You might be asking, what is Bánh Căn? Bánh Căn is a popular street food in Vietnam, made of rice flour and various toppings, usually shrimp, squid, eggs, or pork, and baked using a stone oven inside molds. (shown below)

You don’t really need to buy (or make) these stone furnaces/ovens to make Bánh Căn, but I would definitely recommend it if you want to get the best taste and texture. It’s kind of like having a takoyaki pan, except a little more extreme, but similar in that you rarely use it and you have it for the “just in case”. Substitute it with something with a small circular mold if you don’t want to go the extra mile (you wuss).
ex: pan
Ingredients!
- Preparing the Batter
- Soak rice in water for around 8 hours or longer, then take cooked rice and half of the soaked rice amount in water and blend it all together.
- Toppings
- shrimp, squid, beaten eggs, or slices of pork, go wild with it, anything that you think would fit and taste good.
- Sauce
- There are various sauces that can be used to dip your crunchy, soft, and savory disc in but I’ll be teaching you a basic Nuoc Cham (translates to dipping liquid) that is available at every street food vendor selling Bánh Căn:
- fish sauce
- lime juice
- sugar
- water
- chili peppers
- Everyone has their own measurements and proportions to making their Nuoc Cham, so just mess around with it until you get something that adds a heck ton of dimensions to your basically unseasoned rice pancake.
- Scallion Oil
- Just take a neutral oil like canola or vegetable and barely heat it in a pan, and add chopped green onions and then let it cool.
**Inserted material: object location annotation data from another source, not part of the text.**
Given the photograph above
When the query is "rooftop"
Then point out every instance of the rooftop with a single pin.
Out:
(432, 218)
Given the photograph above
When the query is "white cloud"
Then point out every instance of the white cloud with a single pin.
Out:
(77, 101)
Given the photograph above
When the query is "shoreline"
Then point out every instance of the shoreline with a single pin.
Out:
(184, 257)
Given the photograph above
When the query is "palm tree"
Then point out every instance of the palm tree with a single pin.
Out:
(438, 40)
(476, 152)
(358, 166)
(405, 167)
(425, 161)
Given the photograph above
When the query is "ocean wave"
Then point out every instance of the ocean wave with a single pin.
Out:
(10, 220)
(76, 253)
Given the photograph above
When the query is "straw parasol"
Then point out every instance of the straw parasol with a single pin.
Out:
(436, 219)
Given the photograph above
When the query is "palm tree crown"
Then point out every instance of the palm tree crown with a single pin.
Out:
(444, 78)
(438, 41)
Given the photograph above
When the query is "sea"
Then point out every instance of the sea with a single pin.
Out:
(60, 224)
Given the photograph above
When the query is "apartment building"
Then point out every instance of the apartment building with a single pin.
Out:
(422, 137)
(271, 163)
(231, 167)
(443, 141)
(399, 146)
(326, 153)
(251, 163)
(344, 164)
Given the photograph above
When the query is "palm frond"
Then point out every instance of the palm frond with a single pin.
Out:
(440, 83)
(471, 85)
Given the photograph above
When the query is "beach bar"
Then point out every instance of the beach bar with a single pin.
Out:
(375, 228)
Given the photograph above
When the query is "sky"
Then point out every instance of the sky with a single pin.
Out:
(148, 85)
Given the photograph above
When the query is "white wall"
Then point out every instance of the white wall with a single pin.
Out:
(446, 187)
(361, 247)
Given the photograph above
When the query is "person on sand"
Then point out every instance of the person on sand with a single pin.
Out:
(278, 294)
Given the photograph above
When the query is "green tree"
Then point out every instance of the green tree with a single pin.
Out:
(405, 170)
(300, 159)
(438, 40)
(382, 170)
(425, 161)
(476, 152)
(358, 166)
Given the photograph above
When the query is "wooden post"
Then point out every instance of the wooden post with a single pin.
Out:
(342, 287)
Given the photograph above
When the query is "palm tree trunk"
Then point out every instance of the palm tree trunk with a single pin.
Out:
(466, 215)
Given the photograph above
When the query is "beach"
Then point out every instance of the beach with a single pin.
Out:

Bam! Easy. We will be garnishing with this after they are done cooking.
Steps!
- Preheat your cooking vessel until its really hot
- Pour your batter in and cover and let it cook until the outside is cooked, but the inside is still liquidy
- Add your topping, then cover and let cook fully.
- Scrap that bad boy out, garnish with some scallion oil, let cool and eat! (Dipping sauce mandatory)
My family is from Phan Rang, a city that is the capital of the Ninh Thuận Province in Vietnam. I went to go visit over the summer, where I went to a lot of historic sites, beaches, and tourist spots. But what I found most memorable of my trip were the local restaurants and very busy streets filled with motorcycles that make it hard to cross the streets as a New Yorker where there are crosswalks and traffic lights on every block. Something that I will never forget is eating at the restaurant where my Grandpa had eaten everyday. Waking up early to get there before they sold out, motorcycling past the beaches and buildings that are still in-progress of being built, and the wind on my face that makes the 90 degrees Fahrenheit weather manageable, and ordering 4 different types of Bánh Căn, the only thing that they sell there. No tourists in sight, and just a few people that share the same sentiment as my grandpa, that this is the best place to get Bánh Căn.